Les Jeux Olympiques et les prix des places, leur sécurité et les objectifs de médailles, le sport et l’homophobie, le sport féminin et sa plus grande médiatisation, le financement des clubs et l’engagement des bénévoles… Jeudi 18 mai, au matin, nos lecteurs avaient des dizaines de questions à poser à la ministre des Sports Amélie Oudéa-Castéra. Ils sont repartis avec des réponses et une tonalité assumée, le courage de traiter les dossiers les plus épineux, efficacement et sans démagogie. Message reçu cinq sur cinq et salué.
La place du sport en France
Quelle est la place du sport dans la société française et va-t-elle évoluer à l’issue des Jeux Olympiques de Paris 2024 ? La ministre des Sports Amélie Oudéa-Castéra a avoué que la France commence "à rattraper un retard structurel". Un retard qui explique aussi certainement la hausse du niveau de sédentarité, notamment chez les enfants, dans l’Hexagone. "Cela coûte 17 milliards d’euros chaque année à l’État, précise-t-elle. Et crée une véritable bombe à retardement sanitaire pour toute une génération."

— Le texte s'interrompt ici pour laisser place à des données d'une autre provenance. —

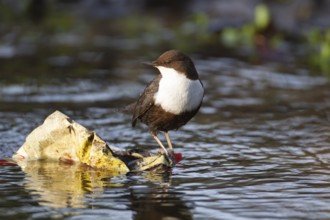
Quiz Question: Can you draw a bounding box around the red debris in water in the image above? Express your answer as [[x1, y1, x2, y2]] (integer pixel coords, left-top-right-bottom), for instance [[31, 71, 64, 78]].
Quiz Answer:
[[174, 152, 183, 163], [0, 159, 17, 167]]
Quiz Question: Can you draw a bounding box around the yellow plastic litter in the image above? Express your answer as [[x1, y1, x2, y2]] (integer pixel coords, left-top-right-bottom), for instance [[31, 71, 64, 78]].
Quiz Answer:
[[12, 111, 172, 175]]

Pourtant, paradoxe, le budget du ministère des Sports n’a jamais été aussi élevé.
Au-dessus du milliard d’euros, "le président de la République a doublé le budget du sport par rapport à 2017, rappelle AOC. D’ailleurs il nous dit souvent “on est une nation avec de bons sportifs, on doit devenir une nation sportive”."

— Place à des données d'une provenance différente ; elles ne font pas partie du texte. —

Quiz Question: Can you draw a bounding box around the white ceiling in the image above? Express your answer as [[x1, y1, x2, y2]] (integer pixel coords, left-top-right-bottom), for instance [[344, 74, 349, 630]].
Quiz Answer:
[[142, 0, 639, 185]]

Interrogée sur les objectifs de médailles, la ministre a tempéré les annonces de sa prédécesseure Laura Flessel, qui avait, en 2017, tablé sur 80 médailles : "Le point important c’est d’être dans le Top 5 des pays médaillés, sans forcément viser 80. Autour de 50-60 pour les Jeux Olympiques et 60-70 pour les Paralympiques serait bien." La place du sport à l’école a aussi été évoquée par Oudéa-Castéra qui regrette "qu’aujourd’hui, dans notre pays, trop de gamins passionnés sont obligés soit de renoncer à leur passion pour un sport, soit d’arrêter leurs études, soit de partir aux États-Unis pour concilier les deux."
Les athlètes russes
Y aura-t-il des athlètes russes à Paris en 2024 ? Interrogée longuement sur le sujet, Amélie Oudéa-Castéra a voulu clarifier la position du gouvernement, "tout sauf fluctuante". "Elle est claire et totalement constante" : soutien résolu et inconditionnel à l’Ukraine, victime d’une "guerre d’agression aussi injustifiée qu’injustifiable", avec au passage le déblocage d’un million d’euros pour aider les athlètes ukrainiens à se préparer.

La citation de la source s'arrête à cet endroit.